ECA recommends the EU to “identify” regulatory and administrative changes in the regulations, “improve” protection measures in the Mediterranean and “increase” the potential of EU funding. While WWF calls for that at least 25% of the EMFF should be spent on marine conservation objectives, ECA has deliberately abstained from telling the Commission what exactly it should do.

“We drafted recommendations that reflect the different competences of the Commission and the member states and the problems we found without prejudging the solutions to be found by them,” ECA member Figueredo told The Brussels Times.

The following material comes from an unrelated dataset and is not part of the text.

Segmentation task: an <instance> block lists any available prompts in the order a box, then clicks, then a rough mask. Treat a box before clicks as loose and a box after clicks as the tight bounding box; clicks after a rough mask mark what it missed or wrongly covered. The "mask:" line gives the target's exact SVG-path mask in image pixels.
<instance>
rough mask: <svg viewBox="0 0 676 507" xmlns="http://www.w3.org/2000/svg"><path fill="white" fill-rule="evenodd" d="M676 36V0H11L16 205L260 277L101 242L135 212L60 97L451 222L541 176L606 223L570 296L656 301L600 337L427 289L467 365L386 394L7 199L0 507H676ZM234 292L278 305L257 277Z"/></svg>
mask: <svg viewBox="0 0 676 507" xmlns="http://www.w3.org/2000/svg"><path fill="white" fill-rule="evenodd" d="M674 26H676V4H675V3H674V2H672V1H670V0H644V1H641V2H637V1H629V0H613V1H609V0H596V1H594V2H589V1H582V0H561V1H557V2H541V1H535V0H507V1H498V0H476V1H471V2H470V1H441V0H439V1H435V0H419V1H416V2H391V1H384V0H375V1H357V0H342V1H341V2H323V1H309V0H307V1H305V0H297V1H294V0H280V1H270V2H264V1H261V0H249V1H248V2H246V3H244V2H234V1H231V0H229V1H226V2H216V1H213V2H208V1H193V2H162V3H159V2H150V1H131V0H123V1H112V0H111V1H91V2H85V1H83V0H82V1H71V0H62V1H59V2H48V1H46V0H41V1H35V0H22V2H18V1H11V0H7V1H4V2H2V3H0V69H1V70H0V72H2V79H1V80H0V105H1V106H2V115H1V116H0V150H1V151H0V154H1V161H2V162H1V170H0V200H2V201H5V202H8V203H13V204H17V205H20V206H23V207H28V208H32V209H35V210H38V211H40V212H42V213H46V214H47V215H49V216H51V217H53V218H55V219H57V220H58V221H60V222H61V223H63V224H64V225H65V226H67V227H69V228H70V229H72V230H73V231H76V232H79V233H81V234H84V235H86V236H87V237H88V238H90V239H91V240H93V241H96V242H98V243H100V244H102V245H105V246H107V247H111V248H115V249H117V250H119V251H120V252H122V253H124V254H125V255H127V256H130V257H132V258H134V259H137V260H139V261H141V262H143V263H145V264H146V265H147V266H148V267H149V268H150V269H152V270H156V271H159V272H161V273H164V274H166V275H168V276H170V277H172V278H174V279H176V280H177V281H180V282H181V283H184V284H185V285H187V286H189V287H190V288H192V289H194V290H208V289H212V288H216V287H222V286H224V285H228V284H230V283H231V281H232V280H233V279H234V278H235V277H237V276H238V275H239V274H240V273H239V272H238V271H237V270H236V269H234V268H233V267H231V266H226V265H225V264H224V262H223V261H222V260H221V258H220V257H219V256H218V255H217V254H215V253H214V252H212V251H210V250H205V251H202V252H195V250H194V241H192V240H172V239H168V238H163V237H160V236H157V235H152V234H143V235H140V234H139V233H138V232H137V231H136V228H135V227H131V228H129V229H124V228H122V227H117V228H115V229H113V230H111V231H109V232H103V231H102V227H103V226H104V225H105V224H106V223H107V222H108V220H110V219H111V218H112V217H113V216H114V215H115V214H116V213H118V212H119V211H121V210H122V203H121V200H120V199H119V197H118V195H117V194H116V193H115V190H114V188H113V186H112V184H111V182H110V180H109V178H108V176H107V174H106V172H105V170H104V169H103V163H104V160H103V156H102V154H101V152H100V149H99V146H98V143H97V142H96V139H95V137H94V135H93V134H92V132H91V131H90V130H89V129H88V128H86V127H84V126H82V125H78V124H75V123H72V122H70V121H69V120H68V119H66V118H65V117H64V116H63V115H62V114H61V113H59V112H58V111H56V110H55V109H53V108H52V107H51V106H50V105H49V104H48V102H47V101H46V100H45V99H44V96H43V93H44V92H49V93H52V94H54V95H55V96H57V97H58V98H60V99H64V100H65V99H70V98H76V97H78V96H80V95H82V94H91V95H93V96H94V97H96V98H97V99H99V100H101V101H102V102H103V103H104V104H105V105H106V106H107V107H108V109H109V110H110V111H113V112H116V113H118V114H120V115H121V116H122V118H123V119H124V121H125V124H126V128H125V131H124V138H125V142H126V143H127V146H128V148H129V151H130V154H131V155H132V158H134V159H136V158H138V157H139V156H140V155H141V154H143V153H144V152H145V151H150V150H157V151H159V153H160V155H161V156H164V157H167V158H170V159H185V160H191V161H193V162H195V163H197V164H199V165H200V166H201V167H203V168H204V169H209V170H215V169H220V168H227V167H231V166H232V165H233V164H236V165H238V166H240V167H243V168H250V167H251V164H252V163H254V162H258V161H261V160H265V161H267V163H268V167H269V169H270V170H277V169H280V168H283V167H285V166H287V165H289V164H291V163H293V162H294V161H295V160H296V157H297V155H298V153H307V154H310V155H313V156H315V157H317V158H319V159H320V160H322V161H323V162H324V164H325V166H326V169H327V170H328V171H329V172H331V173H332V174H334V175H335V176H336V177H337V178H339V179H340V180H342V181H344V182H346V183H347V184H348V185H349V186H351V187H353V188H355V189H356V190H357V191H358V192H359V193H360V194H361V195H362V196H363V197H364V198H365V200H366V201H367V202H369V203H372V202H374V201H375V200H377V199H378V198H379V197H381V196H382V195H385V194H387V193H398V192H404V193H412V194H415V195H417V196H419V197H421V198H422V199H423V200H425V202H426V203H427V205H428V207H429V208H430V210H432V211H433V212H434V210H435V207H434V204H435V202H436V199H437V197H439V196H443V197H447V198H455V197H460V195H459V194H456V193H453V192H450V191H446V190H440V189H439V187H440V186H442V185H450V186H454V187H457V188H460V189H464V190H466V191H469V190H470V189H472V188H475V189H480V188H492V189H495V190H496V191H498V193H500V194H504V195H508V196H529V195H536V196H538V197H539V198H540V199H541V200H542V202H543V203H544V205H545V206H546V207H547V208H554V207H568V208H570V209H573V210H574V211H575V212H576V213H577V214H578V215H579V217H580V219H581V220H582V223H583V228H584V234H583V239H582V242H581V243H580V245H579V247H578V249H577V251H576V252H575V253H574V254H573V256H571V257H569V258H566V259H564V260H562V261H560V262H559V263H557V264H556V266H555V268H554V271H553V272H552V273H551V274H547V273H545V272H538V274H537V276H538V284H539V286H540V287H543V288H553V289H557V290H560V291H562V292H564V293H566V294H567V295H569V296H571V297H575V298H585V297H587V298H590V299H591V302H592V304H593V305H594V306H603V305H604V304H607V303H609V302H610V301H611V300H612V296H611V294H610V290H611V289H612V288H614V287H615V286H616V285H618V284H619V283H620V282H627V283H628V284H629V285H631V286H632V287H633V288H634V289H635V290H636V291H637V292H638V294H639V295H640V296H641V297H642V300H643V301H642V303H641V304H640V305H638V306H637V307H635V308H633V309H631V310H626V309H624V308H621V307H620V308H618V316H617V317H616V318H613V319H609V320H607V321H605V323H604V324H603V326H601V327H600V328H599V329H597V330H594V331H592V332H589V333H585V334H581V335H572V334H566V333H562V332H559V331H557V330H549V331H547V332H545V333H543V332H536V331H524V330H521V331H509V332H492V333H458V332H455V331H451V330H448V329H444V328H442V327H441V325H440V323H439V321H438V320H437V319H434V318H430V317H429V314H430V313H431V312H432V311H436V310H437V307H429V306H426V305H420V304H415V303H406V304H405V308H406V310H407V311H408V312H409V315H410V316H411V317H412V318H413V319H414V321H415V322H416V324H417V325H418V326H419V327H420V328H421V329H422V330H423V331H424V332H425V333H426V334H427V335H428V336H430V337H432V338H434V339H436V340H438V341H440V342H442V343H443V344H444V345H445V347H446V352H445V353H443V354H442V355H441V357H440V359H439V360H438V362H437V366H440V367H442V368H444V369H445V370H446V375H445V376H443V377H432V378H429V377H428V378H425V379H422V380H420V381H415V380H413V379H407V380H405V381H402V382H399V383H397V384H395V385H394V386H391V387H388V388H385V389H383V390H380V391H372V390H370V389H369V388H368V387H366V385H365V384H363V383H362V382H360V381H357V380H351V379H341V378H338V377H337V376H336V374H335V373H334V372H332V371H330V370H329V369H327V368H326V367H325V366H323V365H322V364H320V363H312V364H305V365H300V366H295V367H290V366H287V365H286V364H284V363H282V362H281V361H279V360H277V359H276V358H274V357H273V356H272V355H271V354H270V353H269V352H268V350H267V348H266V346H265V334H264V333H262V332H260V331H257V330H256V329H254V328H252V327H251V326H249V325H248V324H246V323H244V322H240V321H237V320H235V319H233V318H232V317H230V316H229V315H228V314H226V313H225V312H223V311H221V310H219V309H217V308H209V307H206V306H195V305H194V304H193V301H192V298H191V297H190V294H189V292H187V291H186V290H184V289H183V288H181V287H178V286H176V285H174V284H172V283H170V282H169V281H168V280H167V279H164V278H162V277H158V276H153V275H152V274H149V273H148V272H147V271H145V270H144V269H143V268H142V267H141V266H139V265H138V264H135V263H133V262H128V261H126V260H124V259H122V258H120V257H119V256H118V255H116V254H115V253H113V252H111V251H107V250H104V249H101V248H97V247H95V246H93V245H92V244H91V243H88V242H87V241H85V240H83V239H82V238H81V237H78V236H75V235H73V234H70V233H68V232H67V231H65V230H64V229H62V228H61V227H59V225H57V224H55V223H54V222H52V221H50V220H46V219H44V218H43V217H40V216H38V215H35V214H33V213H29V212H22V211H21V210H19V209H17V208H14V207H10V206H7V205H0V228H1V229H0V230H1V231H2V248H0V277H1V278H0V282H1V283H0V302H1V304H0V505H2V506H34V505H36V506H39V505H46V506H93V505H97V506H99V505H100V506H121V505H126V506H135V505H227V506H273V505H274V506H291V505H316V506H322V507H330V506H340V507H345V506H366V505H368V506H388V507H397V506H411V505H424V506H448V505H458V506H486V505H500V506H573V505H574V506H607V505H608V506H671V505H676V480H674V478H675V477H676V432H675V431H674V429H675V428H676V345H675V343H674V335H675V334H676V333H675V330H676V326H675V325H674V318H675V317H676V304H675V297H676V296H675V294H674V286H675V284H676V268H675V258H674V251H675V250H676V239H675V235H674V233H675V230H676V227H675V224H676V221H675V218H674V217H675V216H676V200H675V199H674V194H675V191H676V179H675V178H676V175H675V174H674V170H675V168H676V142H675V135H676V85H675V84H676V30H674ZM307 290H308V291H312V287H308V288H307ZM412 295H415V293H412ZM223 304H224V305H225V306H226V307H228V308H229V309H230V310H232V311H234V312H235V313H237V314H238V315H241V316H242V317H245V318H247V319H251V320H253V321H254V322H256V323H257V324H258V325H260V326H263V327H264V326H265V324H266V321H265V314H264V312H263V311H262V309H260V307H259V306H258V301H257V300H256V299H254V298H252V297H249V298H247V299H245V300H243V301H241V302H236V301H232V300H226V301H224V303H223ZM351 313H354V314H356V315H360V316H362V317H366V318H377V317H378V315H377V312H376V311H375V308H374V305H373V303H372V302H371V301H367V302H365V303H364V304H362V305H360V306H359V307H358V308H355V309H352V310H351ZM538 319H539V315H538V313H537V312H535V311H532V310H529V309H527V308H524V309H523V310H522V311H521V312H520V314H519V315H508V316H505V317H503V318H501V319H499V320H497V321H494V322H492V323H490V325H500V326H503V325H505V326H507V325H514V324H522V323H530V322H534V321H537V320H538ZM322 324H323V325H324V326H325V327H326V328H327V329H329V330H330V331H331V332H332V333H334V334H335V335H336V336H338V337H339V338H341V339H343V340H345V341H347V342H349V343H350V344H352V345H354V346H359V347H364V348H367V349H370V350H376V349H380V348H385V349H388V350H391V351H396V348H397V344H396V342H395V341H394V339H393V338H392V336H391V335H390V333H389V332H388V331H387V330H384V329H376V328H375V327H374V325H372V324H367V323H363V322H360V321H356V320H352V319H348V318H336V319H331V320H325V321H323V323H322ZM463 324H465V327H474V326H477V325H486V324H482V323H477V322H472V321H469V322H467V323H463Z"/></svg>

“Concerning funding of conservation measures from the EMFF, as independent auditors and not policy makers, ECA does not have a view on how funds should be allocated to different policies,” he admitted. “As the EU’s independent auditors, we don’t tell policy makers how to do their jobs. Later we will follow up on the actions taken by the Commission to address our recommendations.”

It does not mean that ECA has no opinions of its own. Figueredo explained that it is the Commission’s role to propose changes to EU law but emphasised that it is probably more important that the existing EU regulations and directives are correctly applied. The findings in the audit report are sufficiently detailed to give the Commission food for thought on what should be done.